Characterised by umbrella-like clusters of white, frothy flowers, cow parsley is a familiar sight along roadsides, hedgerows and woodland edges and can grow up to one metre tall.

The Wildlife Trusts describes the plant on its website as: "A hollow-stemmed, tall plant that grows rapidly in the summer before dying back.

"It likes shady habitats in particular, and can be found decorating woodland edges, roadside verges and hedgerows with masses of frothy, white flowers.

"These flower umbels (umbrella-like clusters) appear from May until June."

Cow parsley has large, flat umbrellas of small, white flowers, and large, fern-like leaves.

When crushed between the fingers, the leaves produce a strong, aniseed-like scent.

One of several common members of the carrot family, this is the most abundant, and the earliest-flowering of the plants known as umbellifers.

Common hogweed

Falmouth Packet:

Photo: Acabashi/Wikimedia Commons

Commons Common hogweed is a native plant (unlike giant hogweed) which can be found in abundance in hedgerows and on verges at this time of year in particular.

The Wildlife Trusts describes it as a member of the carrot family, displaying large, umbrella-like clusters of creamy-white flowers between May and August that are attractive to insects, although it can flower all year round.

The charity said: "Hogweed displays large, white umbels of flowers, and has hollow, hairy stems.

"Its leaves are broad, hairy and divided.
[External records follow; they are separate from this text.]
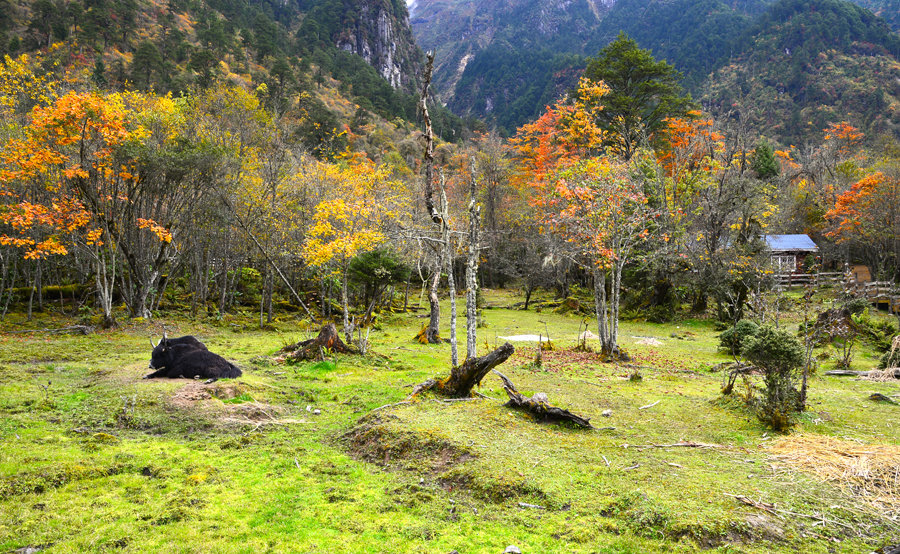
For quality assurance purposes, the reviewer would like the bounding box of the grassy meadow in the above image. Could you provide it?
[0,291,900,554]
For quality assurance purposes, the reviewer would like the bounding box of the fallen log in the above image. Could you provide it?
[409,342,516,398]
[869,392,897,404]
[494,370,594,429]
[825,368,900,379]
[716,363,757,395]
[3,325,94,335]
[277,323,359,362]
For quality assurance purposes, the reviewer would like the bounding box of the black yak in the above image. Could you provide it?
[144,336,241,379]
[150,333,208,351]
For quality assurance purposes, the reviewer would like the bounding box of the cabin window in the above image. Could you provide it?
[772,254,797,273]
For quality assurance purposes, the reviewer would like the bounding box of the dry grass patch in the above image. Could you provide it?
[767,434,900,514]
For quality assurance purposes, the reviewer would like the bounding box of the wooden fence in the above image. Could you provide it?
[775,272,900,314]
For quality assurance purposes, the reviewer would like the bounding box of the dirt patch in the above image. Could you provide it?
[169,381,296,425]
[169,383,212,408]
[341,415,476,474]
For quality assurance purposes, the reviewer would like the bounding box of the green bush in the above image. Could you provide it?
[742,326,804,431]
[878,338,900,369]
[719,319,759,354]
[842,298,869,315]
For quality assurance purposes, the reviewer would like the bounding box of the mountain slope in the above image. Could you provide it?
[411,0,900,141]
[0,0,450,137]
[703,0,900,144]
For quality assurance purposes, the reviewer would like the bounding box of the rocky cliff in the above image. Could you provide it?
[334,0,422,92]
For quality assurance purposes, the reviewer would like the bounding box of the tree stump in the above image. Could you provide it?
[494,371,594,429]
[410,342,516,398]
[278,323,358,362]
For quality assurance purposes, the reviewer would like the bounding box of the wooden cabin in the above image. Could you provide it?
[763,235,819,275]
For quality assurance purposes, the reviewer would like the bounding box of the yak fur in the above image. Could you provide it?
[144,335,241,379]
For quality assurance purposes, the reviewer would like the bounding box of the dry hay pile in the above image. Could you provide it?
[766,434,900,513]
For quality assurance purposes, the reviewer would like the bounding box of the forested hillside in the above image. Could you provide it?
[0,0,900,554]
[703,0,900,144]
[412,0,898,143]
[0,0,462,143]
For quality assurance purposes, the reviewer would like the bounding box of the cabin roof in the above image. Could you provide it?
[763,235,819,252]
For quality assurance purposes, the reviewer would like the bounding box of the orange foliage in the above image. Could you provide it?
[0,92,162,258]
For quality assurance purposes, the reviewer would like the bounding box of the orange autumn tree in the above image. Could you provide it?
[825,167,900,279]
[776,121,863,234]
[512,75,650,358]
[303,153,403,342]
[0,92,222,325]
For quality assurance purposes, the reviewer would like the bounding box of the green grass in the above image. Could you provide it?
[0,292,900,553]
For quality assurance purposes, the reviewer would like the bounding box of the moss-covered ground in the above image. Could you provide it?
[0,292,900,553]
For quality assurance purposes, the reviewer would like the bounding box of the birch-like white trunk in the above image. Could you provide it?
[441,185,459,367]
[466,161,481,360]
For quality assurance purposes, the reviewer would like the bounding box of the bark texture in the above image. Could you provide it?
[278,323,358,362]
[494,371,594,429]
[410,342,515,398]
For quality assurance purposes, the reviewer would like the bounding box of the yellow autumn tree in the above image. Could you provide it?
[303,153,401,340]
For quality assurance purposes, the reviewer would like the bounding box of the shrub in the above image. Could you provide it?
[719,319,759,354]
[842,298,869,315]
[878,336,900,369]
[742,326,804,431]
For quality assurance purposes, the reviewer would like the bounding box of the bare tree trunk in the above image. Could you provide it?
[0,257,19,320]
[219,236,230,315]
[95,247,116,329]
[609,260,625,352]
[266,269,275,323]
[410,342,515,398]
[594,266,610,353]
[341,262,353,342]
[403,273,412,313]
[425,252,441,344]
[419,52,443,344]
[441,182,459,367]
[28,262,34,321]
[466,160,481,360]
[34,258,44,312]
[421,52,441,224]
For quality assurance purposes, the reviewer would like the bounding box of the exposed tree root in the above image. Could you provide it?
[278,323,359,361]
[494,371,594,429]
[410,342,515,398]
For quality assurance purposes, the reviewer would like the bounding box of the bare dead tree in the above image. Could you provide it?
[421,52,441,225]
[441,177,459,367]
[416,52,444,344]
[468,158,481,358]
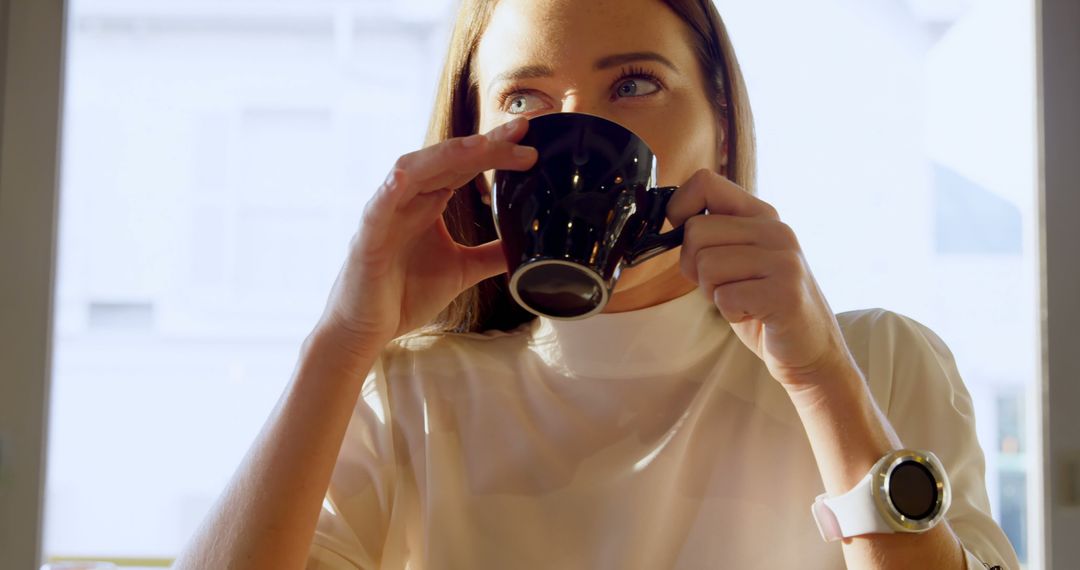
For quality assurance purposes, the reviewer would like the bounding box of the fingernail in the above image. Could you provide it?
[382,168,397,188]
[461,135,484,148]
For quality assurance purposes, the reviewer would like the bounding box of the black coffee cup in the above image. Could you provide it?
[491,112,683,320]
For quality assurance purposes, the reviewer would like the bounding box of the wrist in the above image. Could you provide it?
[788,363,900,494]
[301,323,389,374]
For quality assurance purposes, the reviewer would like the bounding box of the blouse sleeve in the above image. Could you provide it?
[868,311,1020,570]
[306,358,396,570]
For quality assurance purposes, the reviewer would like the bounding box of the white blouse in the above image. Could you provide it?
[307,290,1020,570]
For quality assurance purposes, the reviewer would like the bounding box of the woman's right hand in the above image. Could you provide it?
[318,119,537,356]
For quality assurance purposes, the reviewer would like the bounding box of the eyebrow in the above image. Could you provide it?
[488,52,678,95]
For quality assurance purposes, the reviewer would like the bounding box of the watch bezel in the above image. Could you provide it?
[870,449,953,532]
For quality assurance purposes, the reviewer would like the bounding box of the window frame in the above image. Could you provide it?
[0,0,67,568]
[0,0,1080,568]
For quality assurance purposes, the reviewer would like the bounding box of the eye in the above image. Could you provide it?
[500,91,541,114]
[616,77,660,97]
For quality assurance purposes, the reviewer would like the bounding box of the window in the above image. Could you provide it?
[45,0,1041,567]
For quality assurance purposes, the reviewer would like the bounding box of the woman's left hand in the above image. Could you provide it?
[667,169,853,390]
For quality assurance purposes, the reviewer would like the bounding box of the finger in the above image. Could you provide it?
[713,279,777,324]
[395,119,537,200]
[667,168,780,226]
[679,245,780,290]
[461,240,508,287]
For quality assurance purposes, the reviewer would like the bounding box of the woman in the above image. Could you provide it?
[177,0,1018,569]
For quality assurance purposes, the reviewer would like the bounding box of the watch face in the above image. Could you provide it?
[889,461,937,520]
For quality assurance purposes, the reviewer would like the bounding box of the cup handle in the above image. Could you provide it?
[623,186,683,267]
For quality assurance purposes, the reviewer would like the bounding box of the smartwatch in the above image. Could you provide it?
[810,449,953,542]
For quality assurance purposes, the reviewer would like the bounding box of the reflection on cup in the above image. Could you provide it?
[491,112,683,320]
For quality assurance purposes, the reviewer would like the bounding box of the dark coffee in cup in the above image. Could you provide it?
[491,113,683,320]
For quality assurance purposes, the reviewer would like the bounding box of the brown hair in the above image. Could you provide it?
[426,0,756,333]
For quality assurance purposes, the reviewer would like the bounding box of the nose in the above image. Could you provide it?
[562,94,603,116]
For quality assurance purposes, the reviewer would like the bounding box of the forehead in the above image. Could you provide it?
[476,0,693,82]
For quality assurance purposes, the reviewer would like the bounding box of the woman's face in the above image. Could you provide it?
[475,0,719,306]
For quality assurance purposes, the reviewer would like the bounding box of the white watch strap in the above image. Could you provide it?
[811,470,895,542]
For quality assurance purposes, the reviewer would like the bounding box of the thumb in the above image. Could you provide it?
[461,240,507,287]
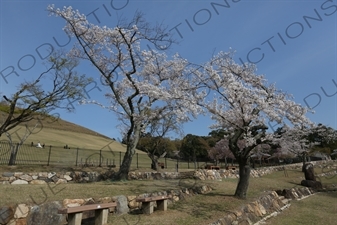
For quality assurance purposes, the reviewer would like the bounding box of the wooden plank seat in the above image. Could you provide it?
[205,165,220,170]
[58,202,117,225]
[136,196,168,214]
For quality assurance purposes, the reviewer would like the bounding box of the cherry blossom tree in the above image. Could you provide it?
[273,124,337,169]
[194,52,311,198]
[48,5,200,179]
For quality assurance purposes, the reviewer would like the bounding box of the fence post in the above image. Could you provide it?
[75,148,82,166]
[136,152,138,169]
[98,149,102,167]
[165,157,167,169]
[47,145,51,166]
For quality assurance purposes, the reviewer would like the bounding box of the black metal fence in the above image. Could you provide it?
[0,141,219,170]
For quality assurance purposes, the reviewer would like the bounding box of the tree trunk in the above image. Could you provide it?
[8,144,19,166]
[234,159,250,199]
[302,152,307,173]
[114,145,136,180]
[150,156,158,171]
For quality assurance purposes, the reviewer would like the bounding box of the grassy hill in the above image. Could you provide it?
[0,111,145,154]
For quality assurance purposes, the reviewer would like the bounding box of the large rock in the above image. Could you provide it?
[27,201,66,225]
[30,180,47,184]
[20,174,33,181]
[2,172,14,177]
[0,206,14,224]
[114,195,129,215]
[14,204,29,219]
[127,195,139,209]
[303,163,316,181]
[11,180,28,184]
[301,180,323,191]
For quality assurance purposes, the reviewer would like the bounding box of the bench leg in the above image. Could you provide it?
[142,202,154,214]
[95,209,109,225]
[157,199,167,211]
[68,213,82,225]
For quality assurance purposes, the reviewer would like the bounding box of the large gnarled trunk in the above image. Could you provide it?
[8,144,20,166]
[234,159,250,199]
[114,125,141,180]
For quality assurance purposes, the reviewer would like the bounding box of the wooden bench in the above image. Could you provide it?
[226,166,237,170]
[58,202,117,225]
[205,165,220,170]
[136,196,168,214]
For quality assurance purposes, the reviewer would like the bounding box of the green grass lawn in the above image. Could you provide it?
[0,163,337,225]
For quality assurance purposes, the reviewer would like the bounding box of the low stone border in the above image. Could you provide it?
[0,185,212,225]
[0,160,337,184]
[210,187,314,225]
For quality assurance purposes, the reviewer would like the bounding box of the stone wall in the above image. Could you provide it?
[0,161,337,184]
[210,188,313,225]
[0,185,212,225]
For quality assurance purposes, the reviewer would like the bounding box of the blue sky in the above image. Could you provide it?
[0,0,337,141]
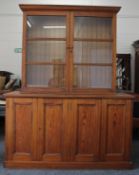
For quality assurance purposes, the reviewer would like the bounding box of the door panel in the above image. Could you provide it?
[75,100,101,161]
[102,100,131,161]
[6,98,37,161]
[39,99,63,161]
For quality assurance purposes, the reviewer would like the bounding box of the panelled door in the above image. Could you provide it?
[75,99,101,162]
[38,99,101,162]
[6,98,37,161]
[101,99,132,161]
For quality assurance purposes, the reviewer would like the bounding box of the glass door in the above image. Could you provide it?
[73,16,113,89]
[25,14,67,89]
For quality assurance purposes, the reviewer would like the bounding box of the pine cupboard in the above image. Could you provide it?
[5,5,132,168]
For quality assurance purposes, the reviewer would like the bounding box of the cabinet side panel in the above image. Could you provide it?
[107,104,125,153]
[101,99,128,161]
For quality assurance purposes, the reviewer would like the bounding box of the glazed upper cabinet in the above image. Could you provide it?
[20,5,119,93]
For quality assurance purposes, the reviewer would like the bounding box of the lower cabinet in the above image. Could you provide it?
[5,95,132,168]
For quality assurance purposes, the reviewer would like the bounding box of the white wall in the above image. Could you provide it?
[0,0,139,90]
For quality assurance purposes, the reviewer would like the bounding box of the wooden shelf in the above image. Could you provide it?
[26,61,65,65]
[27,37,66,41]
[74,38,113,42]
[74,63,112,66]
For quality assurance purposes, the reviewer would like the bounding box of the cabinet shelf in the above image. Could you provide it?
[74,38,113,42]
[74,63,112,66]
[26,61,65,65]
[27,37,66,41]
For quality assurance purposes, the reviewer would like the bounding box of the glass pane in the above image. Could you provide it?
[74,41,112,63]
[73,65,112,88]
[27,16,66,38]
[27,65,65,88]
[74,16,112,39]
[27,41,66,62]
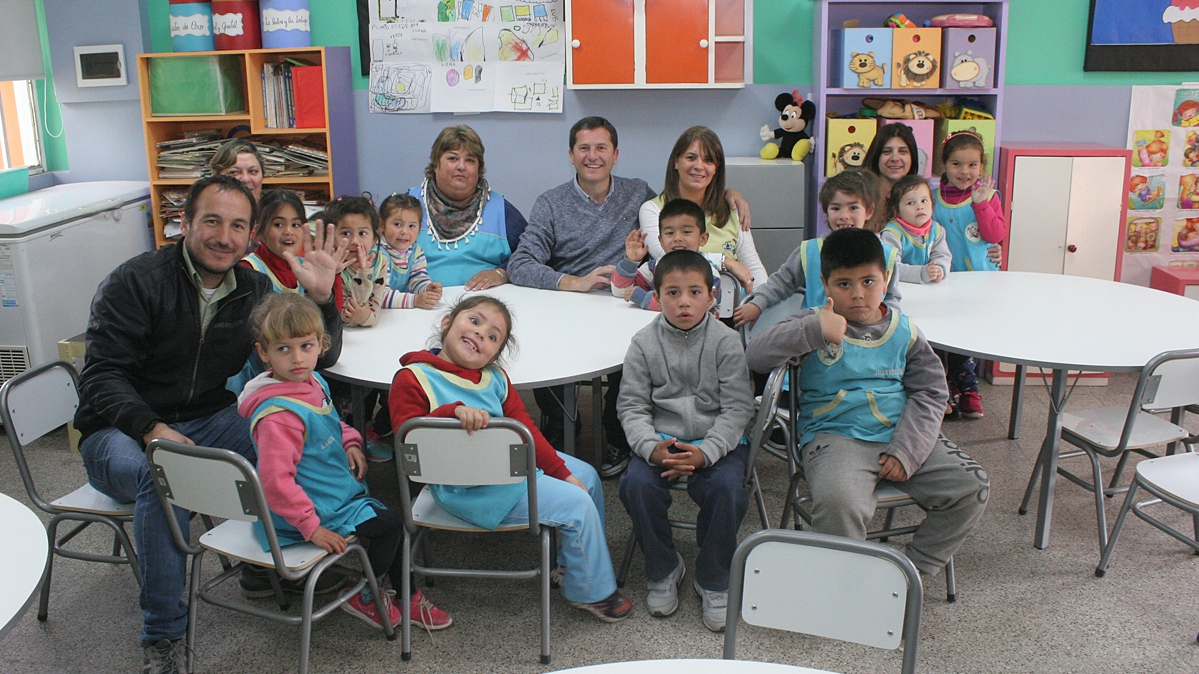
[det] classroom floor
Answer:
[0,375,1199,674]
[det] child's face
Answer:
[258,205,308,258]
[945,148,982,189]
[382,209,421,251]
[824,264,887,324]
[337,213,374,257]
[439,303,508,369]
[658,216,707,253]
[254,333,320,384]
[899,185,933,225]
[825,190,872,229]
[653,270,716,330]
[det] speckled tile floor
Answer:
[0,375,1199,674]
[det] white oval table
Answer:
[553,660,833,674]
[0,494,50,638]
[902,271,1199,549]
[324,283,658,456]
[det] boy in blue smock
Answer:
[746,229,990,576]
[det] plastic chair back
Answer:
[724,529,923,673]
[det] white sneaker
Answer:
[645,553,687,618]
[692,580,729,632]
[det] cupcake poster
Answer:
[1121,83,1199,285]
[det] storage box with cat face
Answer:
[933,120,999,176]
[825,120,876,176]
[941,28,995,90]
[879,119,935,177]
[891,28,941,89]
[829,28,891,89]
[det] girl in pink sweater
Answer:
[237,293,452,630]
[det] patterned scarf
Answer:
[421,177,492,249]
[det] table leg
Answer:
[1032,369,1067,550]
[591,377,604,468]
[562,384,578,456]
[1007,365,1024,440]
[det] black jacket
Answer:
[74,243,342,441]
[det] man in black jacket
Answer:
[74,175,345,674]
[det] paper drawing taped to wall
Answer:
[369,64,433,113]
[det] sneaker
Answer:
[237,565,348,600]
[645,553,687,618]
[597,445,629,480]
[141,639,187,674]
[692,580,729,632]
[571,590,633,622]
[408,590,453,631]
[342,592,402,630]
[958,391,982,419]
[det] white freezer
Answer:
[0,181,153,381]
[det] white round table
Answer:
[0,486,50,638]
[902,271,1199,548]
[554,660,833,674]
[325,283,658,455]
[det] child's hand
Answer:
[733,302,761,327]
[879,455,908,482]
[345,445,367,480]
[308,525,345,554]
[453,405,492,434]
[724,258,753,294]
[625,229,650,263]
[970,174,995,204]
[415,282,441,309]
[818,297,848,344]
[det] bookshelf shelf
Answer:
[138,47,359,246]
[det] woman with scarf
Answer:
[409,124,526,290]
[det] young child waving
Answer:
[237,293,452,630]
[388,295,633,622]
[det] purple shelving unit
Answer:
[807,0,1008,236]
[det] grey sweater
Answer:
[738,309,950,475]
[508,175,655,290]
[743,237,903,311]
[616,314,753,465]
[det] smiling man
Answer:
[74,175,345,674]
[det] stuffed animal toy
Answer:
[759,91,817,162]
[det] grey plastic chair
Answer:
[0,361,141,622]
[724,529,923,674]
[777,366,958,603]
[396,416,553,664]
[146,440,390,674]
[1019,349,1199,555]
[616,368,783,588]
[1095,448,1199,578]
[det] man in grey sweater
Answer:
[746,229,990,574]
[616,251,753,632]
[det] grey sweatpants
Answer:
[802,433,990,576]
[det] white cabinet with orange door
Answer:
[566,0,753,89]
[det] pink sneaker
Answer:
[342,592,402,630]
[410,590,453,631]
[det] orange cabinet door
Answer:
[645,0,711,84]
[571,0,635,84]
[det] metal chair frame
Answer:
[146,440,390,674]
[724,529,923,674]
[0,360,141,622]
[396,416,553,664]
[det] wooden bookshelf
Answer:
[138,47,359,246]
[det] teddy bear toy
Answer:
[759,91,817,162]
It is not as tall as giant hogweed."

Giant hogweed

Falmouth Packet:

Photo: Natubico/Wikimedia Commons

As its name suggests, giant hogweed it a large plant with distinctively ridged, hollow stems that can grow to up to five metres.

Introduced by the Victorians as an ornamental plant for lakesides and gardens, it is an invasive weed of riverbanks, where it prevents native species from growing.

It is most common to find it between June and August, although people have already reported seeing it in Cornwall this year due to a particularly warm spring.

It likes damp conditions, especially in hedgerows near rivers and springs.

The Wildlife Trusts said: "It escaped into the wider countryside and gained notoriety in the 1970s as an alien species that favours damp spots like riverbanks.

"At this time, many children started to display blisters as a result of touching the plant's sap while using the stems to make pea-shooters or telescopes; sunlight makes the skin sensitive to the irritants in the plant, causing the skin to redden.

"Today, it is widely acknowledged that neither gardeners nor conservationists should attempt to cut the plant down (exposing its sap) as its toxins can cause serious, recurring skin damage."

The charity describes it as: "An immensely tall umbellifer (member of the carrot family) that displays large, white, umbrella-like clusters of flowers.

"Its hollow stem is ridged and purple-spotted, and its leaves are large and divided."